A Right Royal Irrelevance

[Update at end of post]

Unemployment rose last month to 2.57 million – that’s the highest since 1994. The economy is growing, but slowly, very slowly, and forecasts are being pegged back over time. People are concerned about the rise in the retirement age, the effects of cuts on the NHS, maintenance of local services, law and order, energy security, the cost of food and much more.

So what is Young Dave going to focus his energies on right now? He wants to change the rules for the Royal succession. Now, this might be high on the wish list for the fawningly royalist Sun, Express, Telegraph and Mail, but I doubt that most citizens give a fig about succession only being through the male line. In any case, that hasn’t done those male monarchs so many favours.

Consider the past 200 years, or the period from 1810 to 2010. In 1810, George III was nominally on the throne but was deemed unfit to rule, so his son stood in as Regent, taking over in 1820 as George IV and then being succeeded by William IV in 1830. William’s death in 1837 brought the years of male rule to an end, and he was succeeded by Victoria, who then ruled for 64 years.

Moving into the 20th Century, Victoria was succeeded by Edward VII, who very nearly failed to make his own Coronation, and then managed to last just until 1910. George V at least celebrated his Silver Jubilee before telling his physician to “bugger Bognor” and shuffling off. Edward VIII abdicated before being crowned, and George VI smoked himself to an early death in 1952.

Which means that the male line managed another 51 years, but that it needed four of them. Elizabeth II has ruled since: up to 2010, that’s another 58 years. So between 1810 and 2010, with the present succession rule in place, Kings have ruled for 78 years and Queens for 122. And when there have been problems with the monarchy, as with Edward VIII, they’ve been sorted out at the time.

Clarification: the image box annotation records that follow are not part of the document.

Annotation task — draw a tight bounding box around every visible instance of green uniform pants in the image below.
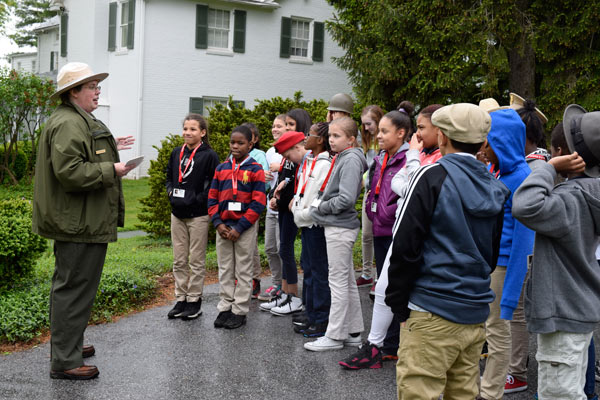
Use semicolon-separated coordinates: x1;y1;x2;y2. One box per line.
50;240;108;371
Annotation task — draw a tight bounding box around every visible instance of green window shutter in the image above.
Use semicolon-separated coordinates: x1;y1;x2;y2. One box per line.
196;4;208;49
190;97;204;115
127;0;135;49
108;2;117;51
60;13;69;57
233;10;246;53
279;17;292;58
313;21;325;61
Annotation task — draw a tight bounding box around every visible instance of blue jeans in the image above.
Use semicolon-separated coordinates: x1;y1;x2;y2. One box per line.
301;226;331;324
279;211;298;285
373;236;400;355
583;337;596;396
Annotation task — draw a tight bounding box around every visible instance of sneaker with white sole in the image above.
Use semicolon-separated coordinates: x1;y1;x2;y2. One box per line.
344;334;362;347
304;336;344;351
258;292;286;311
271;294;302;316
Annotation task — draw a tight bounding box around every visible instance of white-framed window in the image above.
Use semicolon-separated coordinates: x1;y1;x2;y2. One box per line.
117;1;129;50
202;97;229;116
208;8;233;50
290;18;311;58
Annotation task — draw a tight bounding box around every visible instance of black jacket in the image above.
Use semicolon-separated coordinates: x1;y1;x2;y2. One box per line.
166;143;219;218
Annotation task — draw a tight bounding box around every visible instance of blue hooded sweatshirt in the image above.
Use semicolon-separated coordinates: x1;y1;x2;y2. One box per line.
487;109;535;320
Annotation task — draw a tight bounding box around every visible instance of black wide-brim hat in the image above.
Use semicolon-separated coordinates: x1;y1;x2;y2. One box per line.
563;104;600;178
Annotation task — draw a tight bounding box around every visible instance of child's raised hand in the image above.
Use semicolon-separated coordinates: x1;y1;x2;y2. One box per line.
408;133;423;151
548;151;585;174
269;198;277;211
216;224;231;239
227;228;240;242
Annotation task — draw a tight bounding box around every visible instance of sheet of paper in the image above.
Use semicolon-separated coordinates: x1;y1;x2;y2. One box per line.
125;156;144;168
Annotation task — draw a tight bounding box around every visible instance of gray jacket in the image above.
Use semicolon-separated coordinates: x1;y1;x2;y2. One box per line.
512;164;600;333
311;147;367;229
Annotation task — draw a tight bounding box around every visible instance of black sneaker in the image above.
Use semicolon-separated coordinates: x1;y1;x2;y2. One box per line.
167;300;187;319
223;313;246;329
292;312;308;325
304;322;327;337
252;278;260;299
294;322;309;334
181;299;202;321
338;341;382;369
215;310;233;328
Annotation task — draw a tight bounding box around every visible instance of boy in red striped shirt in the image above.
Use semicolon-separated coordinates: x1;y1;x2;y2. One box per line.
208;126;266;329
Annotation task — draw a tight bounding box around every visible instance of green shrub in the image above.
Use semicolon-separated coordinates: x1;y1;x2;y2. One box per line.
136;134;183;237
136;92;327;242
0;199;47;285
0;237;173;343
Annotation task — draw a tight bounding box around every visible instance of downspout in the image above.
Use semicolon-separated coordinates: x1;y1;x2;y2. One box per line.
135;0;148;179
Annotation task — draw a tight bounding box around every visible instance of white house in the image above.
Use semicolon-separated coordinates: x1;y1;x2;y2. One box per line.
50;0;351;176
6;52;37;73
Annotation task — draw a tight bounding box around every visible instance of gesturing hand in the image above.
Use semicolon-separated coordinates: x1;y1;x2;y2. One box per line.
115;135;135;151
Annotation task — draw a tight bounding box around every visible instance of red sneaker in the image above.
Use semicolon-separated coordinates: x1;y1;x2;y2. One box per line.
504;374;527;393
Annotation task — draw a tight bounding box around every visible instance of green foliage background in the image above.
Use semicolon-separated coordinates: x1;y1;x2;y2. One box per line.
137;92;328;241
327;0;600;130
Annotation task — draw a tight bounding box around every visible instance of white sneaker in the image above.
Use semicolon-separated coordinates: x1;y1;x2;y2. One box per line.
258;293;287;311
344;335;362;347
271;294;302;316
304;336;344;351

Cameron should realise that the Royal Family isn’t at present broken, and so does not need fixing. He should have better things to do, given the state of the country and its economy. Time to show some leadership and address peoples’ real concerns.

[UPDATE: the same conclusion has been reached, but not surprisingly with greater longeur, by the overbearingly pompous Simon Heffer at the Daily Mail. He even manages a similar form of words, telling that "The Royal Family isn't broke, and doesn't need to be fixed". I'm not so sure about his assertion that the Succession rule is "why we're not ruled by Germany today", though. That's probably been slipped in to ensure the Mail has at least one reference per issue, implicit or explicit, to the Third Reich, a subject that has been a Mail favourite since the 1930s]

2 comments:

  1. But I thought the Mail was all in favour of fascism? Hurrah for the Blackshirts!

    ReplyDelete
  2. The royal family being more German than English, I think Heffer's assertion that we're "not ruled by Germany" is not totally true.